In brief
- The Chainalysis 2021 Crypto Crime Report found that 55% of illicit crypto funds are eventually deposited in just five services.
- The largest launderers are reliant on illegal operations to stay in business.
- Fiat money laundering still dwarfs crypto-based criminal activity.
[CORRECTION: A previous version of this story incorrectly called out itBit nested at Paxos, and Changelly nested at HitBTC, as examples of nested services that were used for money laundering. In fact, Chainalysis said that those services are compliant with regulations and served merely as examples of nested services.]
A new report from blockchain insights firm Chainalysis found that a sizable majority of ill-gotten crypto flows through just a few hundred deposit addresses and a handful of services, providing juicy targets for law enforcement looking to clamp down on digital money laundering.
The Chainalysis 2021 Crypto Crime Report found that 55% of all illicit crypto funds--those acquired through scams or ransomware, or used in darknet markets-- are laundered through just 5 exchange services using approximately 270 unique deposit addresses.
The report also concluded that the largest processors of illicit funds, those receiving more than $25 million annually, are explicitly servicing criminal clients and would be unlikely to be able to stay in business without them. Identifying and prosecuting the owners of these deposit addresses could take away much of the infrastructure currently being used to digitally launder dirty assets.
Chainalysis works with crypto exchanges and law enforcement to identify addresses of crypto wallets used by phishing or social media scams, ransomware, darknet market users, and other criminal elements, tracking funds as they move through multiple wallets or exchanges to their final deposit addresses. Those addresses are used to identify other depositors, allowing researchers to get an incomplete but valuable picture of the digital money laundering universe.
Without leveling any specific accusations, Chainalysis called out "nested services" as significant sources of money laundering exchange activity. These third-party services tap into the larger exchange’s trading pairs and liquidity, preferred because they mask illicit activity within the overall pool of transactions from the parent exchange.
Money laundering has been a persistent issue in the world of trustless blockchain technology, with Dutch officials seizing more than $30 million in Bitcoin in October 2020 and drug-related arrests in California connected to crypto money laundering in November.

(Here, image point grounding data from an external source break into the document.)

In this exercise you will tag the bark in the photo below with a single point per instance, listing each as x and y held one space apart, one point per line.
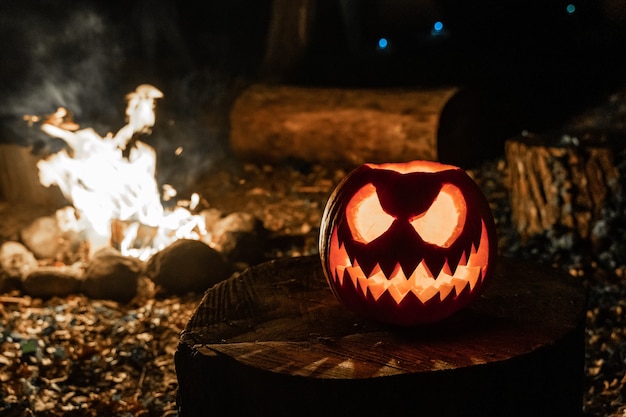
275 341
274 124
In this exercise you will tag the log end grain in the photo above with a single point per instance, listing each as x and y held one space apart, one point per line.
274 124
274 341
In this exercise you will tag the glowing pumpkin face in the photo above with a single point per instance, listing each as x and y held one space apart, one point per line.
407 243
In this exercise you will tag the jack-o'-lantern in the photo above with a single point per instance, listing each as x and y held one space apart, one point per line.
407 243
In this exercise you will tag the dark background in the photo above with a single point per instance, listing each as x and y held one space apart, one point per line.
531 62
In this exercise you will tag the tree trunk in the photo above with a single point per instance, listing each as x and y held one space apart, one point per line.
274 124
275 341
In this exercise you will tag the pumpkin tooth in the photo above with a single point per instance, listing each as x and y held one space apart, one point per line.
435 263
444 290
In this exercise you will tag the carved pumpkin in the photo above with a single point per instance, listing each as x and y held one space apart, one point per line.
407 243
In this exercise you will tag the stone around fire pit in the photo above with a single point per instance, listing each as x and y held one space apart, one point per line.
42 237
239 237
187 266
112 276
52 281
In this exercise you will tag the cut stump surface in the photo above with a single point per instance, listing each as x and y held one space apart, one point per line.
275 341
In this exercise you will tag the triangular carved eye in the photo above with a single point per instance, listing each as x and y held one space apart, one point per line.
366 218
444 220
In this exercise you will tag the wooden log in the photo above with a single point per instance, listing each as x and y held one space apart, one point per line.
19 179
557 184
273 124
274 341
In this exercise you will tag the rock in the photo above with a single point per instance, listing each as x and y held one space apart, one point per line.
15 263
42 237
52 281
240 237
110 275
54 237
187 266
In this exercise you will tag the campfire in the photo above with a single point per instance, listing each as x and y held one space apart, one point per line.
111 183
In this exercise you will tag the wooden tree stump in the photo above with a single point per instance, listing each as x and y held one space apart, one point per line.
273 124
559 185
274 341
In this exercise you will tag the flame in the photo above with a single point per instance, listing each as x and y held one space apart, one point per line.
112 179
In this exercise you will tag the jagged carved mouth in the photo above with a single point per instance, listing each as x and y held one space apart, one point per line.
469 271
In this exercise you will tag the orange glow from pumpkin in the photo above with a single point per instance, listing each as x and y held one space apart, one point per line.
443 222
413 166
366 217
469 272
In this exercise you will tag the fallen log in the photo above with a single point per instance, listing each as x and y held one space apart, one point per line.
274 341
274 124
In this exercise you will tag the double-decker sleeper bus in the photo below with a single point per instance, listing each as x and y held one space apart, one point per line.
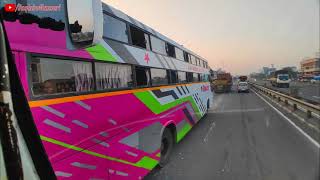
103 96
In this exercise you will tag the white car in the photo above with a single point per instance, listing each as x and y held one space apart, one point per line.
243 87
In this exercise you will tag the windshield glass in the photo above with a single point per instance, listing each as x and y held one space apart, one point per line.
283 77
48 14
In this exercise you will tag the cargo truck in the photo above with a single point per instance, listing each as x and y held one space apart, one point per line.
280 79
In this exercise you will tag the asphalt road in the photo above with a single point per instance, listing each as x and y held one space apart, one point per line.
307 91
242 138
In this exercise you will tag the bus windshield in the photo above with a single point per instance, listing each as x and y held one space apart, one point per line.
47 14
283 77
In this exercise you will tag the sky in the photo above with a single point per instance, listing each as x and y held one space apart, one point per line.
239 36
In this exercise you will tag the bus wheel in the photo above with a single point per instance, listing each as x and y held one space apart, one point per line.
167 143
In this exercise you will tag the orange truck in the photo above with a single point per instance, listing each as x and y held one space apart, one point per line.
222 83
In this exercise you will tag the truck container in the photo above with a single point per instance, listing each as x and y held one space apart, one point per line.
222 83
280 79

But according to the Society for Worldwide Interbank Financial Telecommunication (SWIFT), illegal activity is still a far greater issue in the world of fiat currency, where an estimated $2 trillion is laundered through more traditional means-- compared to just $2 billion via crypto, according to Ciphertrace. Being the subject of Chainalysis-level research and having all activity recorded forever on-chain, it turns out, might not be the most appealing platform for the bad guys after all.